Cover-ups and withholding ballot information: same old Republican tricks

By Carla Binion


December 12, 2000 | Sociologist Max Weber once said that the first line of defense of any bureaucracy is the withholding of information. George W. Bush's team includes some of his dad's cronies, such as James Baker, George Schultz, and Richard Thornberg. None of them are strangers to withholding information as a means of defending corruption.

It makes sense that the Bush team now argues against counting the ballots. They have long favored secrecy over disclosure.

George H. W. Bush was CIA Director in the mid-1970s. The CIA, and George W.'s dad, are no strangers to rigged elections—in Third World countries.

In 1984, when Manuel Noriega chose Nicolas Barletta to be Panama's president, the Reagan/Bush administration knew the election was rigged, that ballot boxes were stuffed, and that documents were falsified. (Imperial Alibis, Stephen R. Shalom, South End Press, 1993.)

Under Reagan/Bush, the U. S. government funneled money to Barletta's campaign. Following the vote fraud, U. S. aid to Panama grew from $12 million to $75 million. After the "election," Reagan invited Barletta to the White House to congratulate him on his win. (Imperial Alibis.)

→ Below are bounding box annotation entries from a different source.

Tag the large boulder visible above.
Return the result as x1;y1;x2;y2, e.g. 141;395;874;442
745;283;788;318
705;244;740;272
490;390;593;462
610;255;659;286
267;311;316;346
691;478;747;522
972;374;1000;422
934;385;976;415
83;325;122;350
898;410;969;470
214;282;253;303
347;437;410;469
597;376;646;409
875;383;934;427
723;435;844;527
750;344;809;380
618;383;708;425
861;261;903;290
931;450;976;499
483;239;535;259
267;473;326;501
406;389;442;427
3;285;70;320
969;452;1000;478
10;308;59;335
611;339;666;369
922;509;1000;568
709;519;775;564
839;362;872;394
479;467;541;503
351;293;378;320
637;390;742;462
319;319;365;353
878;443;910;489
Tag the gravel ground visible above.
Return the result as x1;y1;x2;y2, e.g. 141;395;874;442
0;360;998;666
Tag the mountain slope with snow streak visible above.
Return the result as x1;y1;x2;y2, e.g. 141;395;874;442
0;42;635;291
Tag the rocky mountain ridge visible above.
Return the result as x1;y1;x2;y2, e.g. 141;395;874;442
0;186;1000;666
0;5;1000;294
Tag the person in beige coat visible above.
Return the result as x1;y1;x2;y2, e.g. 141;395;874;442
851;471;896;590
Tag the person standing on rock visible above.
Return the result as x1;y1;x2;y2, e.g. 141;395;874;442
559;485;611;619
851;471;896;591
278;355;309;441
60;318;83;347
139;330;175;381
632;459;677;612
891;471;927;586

Secretary of State George Schultz, adviser to George W. in Campaign 2000, attended Barletta's inauguration and lauded Panama's "democratization." (Unreliable Sources, Norman Solomon and Martin A. Lee, Carol Publishing Group, 1992.)

Bush team adviser and daddy-Bush crony, James Baker, said recently that the team is not trying to "run out the clock" regarding ballot counting. However, Baker was part of the Reagan administration when the Reagan/Bush crew used delay tactics to evade responsibility for Iran-contra.

Remember how George H. W. Bush got away with his Iran-contra misdeeds? Reagan's attorney general, Richard Thornburgh (another current member of George W.'s team), claimed that certain Iran-contra evidence—including names and locations that had already been published in the press—were government secrets too sensitive to reveal in court. Independent prosecutor Lawrence Walsh called them "fictional secrets." In addition, the Reagan-Bush team stonewalled endlessly. They delayed releasing critical records to the court and hid personal notes. (Blank Check, Tim Weiner, 1990.)

Journalist Tim Weiner says that by hiding key evidence behind a cloak of government secrecy "the Justice Department drove a stake into the heart of the criminal cases against North, Poindexter and Secord. It effectively prevented the independent prosecutor appointed to try the cases from functioning independently." (Blank Check, Weiner.)

George H. W. Bush participated in a cover-up again after he became president by arbitrarily pardoning his cronies. CNN political analyst William Schneider said Bush pardoned his political allies "for illegal activities in which he himself may have been implicated." (Lawrence Walsh, Firewall, 1997.)

Recently Supreme Court members (some appointed by George W.'s dad) stopped the ballot recount. Reagan appointee, Justice Antonin Scalia, said counting the votes might harm Bush by "casting a cloud" on his legitimacy.

That is not the first time in recent history that the Supreme Court ruled against the public's right to know. When Public Citizen filed a Freedom of Information Act request to examine a domestic CIA operation, MKULTRA, the CIA refused to release the documents. In 1985, the Supreme Court ruled for the CIA. The Court held that "Congress vested in the Director of Central Intelligence very broad authority to protect all sources of intelligence information from disclosure." (A Culture of Secrecy, Athan G. Theoharis, University Press of Kansas, 1998.)

A Bush win will always appear illegitimate unless the votes are counted. The public already knows enough about the Bush team's history, tactics and values to raise questions about the candidate's legitimacy. For example:

 (1) We know that certain Bush team members have no particular respect for the law, considering their participation in, and cover-up of, their Iran-contra involvement.

 (2) We know that some Bush team members (and certain members of the CIA) have little love for democracy—at least not for democracy in Third World countries.

The question is, do those members of the Bush team respect American election law and American democracy? Do they see any difference between elections and democracy in the Third World and in our own? And, one more question that has been asked repeatedly but never answered honestly—why doesn't the Bush team want the ballots recounted unless they are afraid Gore won?